NEWS & PRESS RELEASES


Starhill REIT: Institutions seek more units

Business Times Malaysia

By ANNA MARIA SAMSUDIN

INSTITUTIONAL investors have asked for more units than what was on offer under the initial public offering of YTL Corp Bhd’s Starhill real estate investment trust (REIT), fund managers said.

The property trust is offering 94 per cent of its units to institutional investors in Malaysia and abroad, under a book-building process where investors bid for the units.

At the high-end range of about RM1.03 per unit, the institutional units are twice oversubscribed while the rate rises to about four times for bids below RM1 a unit, fund managers said.

Property giant YTL Corp Bhd plans to raise about RM523.39 million from Starhill REIT IPO, which would be Malaysia’s largest property trust to be listed on Bursa Malaysia Bhd so far.

The property trust comprises three of the city’s top retail and property icons, namely Starhill and Lot 10 shopping complexes and JW Marriott Hotel, valued at RM1.15 billion collectively.

“As one of the bigger ones, we don’t want to be in a position of not bidding,” said a local fund manager who declined to be named. He has put in a bid for some units at 96 sen.

ECM Libra Bhd chief operating officer David Chua said demand from institutional investors during the IPO roadshow has been overwhelming. YTL Corp Bhd officials are now in the UK after visits to Singapore, Hong Kong and the Netherlands.

The REIT will be priced in London on Thursday evening London and will be known in Malaysia on Friday.

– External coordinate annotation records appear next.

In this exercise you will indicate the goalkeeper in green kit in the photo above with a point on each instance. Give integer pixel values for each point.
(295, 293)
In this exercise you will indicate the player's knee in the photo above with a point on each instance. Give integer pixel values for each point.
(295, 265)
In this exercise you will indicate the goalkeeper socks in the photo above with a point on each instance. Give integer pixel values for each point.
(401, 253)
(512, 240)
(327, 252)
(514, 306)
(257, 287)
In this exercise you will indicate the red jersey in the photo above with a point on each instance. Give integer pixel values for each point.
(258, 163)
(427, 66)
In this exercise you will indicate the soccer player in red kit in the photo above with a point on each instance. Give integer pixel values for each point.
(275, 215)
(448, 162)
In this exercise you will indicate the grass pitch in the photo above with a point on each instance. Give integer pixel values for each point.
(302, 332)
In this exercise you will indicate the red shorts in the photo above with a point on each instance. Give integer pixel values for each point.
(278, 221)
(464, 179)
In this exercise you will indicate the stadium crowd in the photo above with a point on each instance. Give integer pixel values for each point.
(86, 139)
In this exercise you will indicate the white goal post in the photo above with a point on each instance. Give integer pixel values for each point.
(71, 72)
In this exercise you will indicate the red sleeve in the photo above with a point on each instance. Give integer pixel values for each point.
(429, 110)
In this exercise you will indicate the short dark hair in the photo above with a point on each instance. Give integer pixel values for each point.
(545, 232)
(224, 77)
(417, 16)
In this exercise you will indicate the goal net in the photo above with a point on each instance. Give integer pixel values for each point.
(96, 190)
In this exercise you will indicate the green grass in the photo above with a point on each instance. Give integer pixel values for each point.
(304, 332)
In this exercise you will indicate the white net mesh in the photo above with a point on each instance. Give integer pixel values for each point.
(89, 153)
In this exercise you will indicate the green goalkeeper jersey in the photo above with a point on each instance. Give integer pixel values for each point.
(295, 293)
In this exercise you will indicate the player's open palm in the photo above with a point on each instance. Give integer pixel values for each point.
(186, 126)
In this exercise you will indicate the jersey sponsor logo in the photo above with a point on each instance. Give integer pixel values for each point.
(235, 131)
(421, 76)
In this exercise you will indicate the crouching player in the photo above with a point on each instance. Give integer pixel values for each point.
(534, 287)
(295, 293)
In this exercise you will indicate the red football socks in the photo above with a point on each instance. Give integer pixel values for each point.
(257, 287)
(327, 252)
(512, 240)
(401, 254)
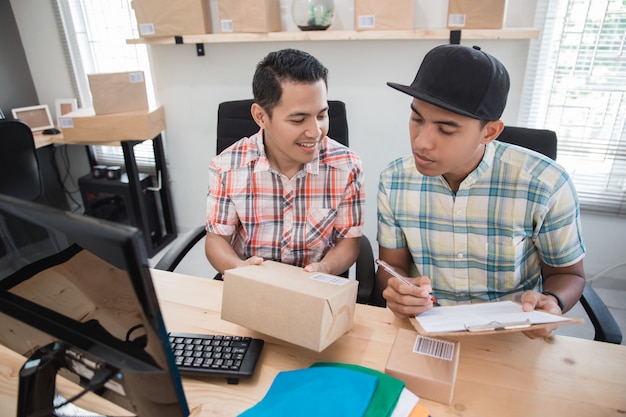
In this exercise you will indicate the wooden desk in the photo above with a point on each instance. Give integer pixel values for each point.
(503, 375)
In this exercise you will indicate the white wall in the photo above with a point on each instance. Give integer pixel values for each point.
(191, 87)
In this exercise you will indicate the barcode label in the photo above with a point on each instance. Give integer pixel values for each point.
(367, 21)
(227, 25)
(66, 123)
(434, 347)
(456, 20)
(146, 29)
(136, 77)
(330, 279)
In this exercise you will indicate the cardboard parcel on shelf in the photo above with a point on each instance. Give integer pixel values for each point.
(172, 18)
(118, 92)
(383, 15)
(251, 16)
(308, 309)
(476, 14)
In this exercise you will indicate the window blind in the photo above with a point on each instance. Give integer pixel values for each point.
(576, 85)
(95, 35)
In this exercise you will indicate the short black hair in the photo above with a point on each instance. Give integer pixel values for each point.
(284, 65)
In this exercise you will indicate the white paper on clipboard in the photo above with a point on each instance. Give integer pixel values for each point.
(491, 316)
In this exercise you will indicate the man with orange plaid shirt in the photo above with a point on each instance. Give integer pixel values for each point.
(289, 193)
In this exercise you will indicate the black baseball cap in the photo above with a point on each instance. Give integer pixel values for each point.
(462, 80)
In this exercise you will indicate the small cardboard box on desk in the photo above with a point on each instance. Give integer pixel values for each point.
(308, 309)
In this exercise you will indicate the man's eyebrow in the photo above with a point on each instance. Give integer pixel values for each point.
(304, 114)
(452, 123)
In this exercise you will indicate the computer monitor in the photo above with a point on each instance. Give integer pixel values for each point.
(76, 297)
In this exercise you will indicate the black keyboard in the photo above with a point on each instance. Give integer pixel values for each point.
(232, 357)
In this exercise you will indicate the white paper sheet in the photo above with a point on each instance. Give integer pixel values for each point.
(460, 317)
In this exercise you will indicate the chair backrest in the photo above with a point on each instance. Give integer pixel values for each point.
(19, 167)
(539, 140)
(234, 121)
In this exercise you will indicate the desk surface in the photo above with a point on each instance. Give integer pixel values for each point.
(500, 375)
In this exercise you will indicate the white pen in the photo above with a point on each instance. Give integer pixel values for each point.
(395, 273)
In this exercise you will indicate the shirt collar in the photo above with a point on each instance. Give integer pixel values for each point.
(482, 167)
(263, 163)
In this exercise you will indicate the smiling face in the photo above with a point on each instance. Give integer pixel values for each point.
(446, 143)
(297, 125)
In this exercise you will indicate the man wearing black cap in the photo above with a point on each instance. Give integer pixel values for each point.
(480, 219)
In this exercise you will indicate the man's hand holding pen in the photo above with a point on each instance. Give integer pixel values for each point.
(407, 297)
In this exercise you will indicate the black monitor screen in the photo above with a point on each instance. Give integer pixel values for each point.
(80, 288)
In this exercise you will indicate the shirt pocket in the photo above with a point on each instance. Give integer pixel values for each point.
(504, 255)
(319, 229)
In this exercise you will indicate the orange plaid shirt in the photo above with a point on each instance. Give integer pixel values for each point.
(290, 220)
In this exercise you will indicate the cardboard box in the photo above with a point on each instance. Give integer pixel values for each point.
(249, 16)
(476, 14)
(84, 126)
(118, 92)
(383, 15)
(172, 18)
(428, 368)
(308, 309)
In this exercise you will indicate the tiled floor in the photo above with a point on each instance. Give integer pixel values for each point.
(610, 289)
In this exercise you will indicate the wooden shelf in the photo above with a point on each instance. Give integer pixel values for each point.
(342, 35)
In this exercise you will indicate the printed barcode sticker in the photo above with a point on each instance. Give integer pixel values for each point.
(136, 77)
(227, 25)
(330, 279)
(146, 29)
(456, 20)
(66, 123)
(367, 21)
(437, 348)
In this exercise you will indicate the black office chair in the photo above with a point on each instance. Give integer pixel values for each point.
(545, 142)
(234, 121)
(19, 166)
(19, 177)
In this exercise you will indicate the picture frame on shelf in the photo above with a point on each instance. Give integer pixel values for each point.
(64, 106)
(36, 117)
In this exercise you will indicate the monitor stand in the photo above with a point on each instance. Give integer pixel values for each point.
(37, 394)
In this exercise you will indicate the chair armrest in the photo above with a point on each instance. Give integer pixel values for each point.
(604, 324)
(179, 249)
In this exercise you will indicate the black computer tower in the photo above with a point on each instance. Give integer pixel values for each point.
(110, 199)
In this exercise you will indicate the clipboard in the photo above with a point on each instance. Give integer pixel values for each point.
(484, 319)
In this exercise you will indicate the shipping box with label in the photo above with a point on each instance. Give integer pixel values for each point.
(383, 15)
(172, 18)
(249, 16)
(118, 92)
(428, 366)
(308, 309)
(476, 14)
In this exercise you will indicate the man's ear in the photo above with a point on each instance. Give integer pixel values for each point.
(491, 131)
(259, 115)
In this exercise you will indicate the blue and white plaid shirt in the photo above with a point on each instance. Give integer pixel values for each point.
(486, 241)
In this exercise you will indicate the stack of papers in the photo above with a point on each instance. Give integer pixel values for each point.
(492, 316)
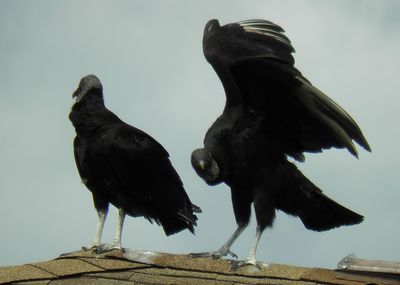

Units offered to retail investors have been priced at 98 sen apiece.

Units of the REIT are expected to start trading on the stock market on December 16 2005.

ECM Libra, DBS Bank Ltd and the Hong Kong and Shanghai Banking Ltd are the joint book-runners for this offering, with AmMerchant Bhd Group as the senior co-lead manager.

The Starhill REIT plans to use 80 per cent of its IPO proceeds to buy more assets in the country, Europe and even the US.

The trust would be the second to be listed in the country after Axis REIT Managers Bhd, which raised about RM123 million in its IPO in August.

Analysts expect REITs — companies or funds that own real estate assets that pay almost all their income as dividends — to flourish in Malaysia, helped by tax breaks and their attractive dividend yields.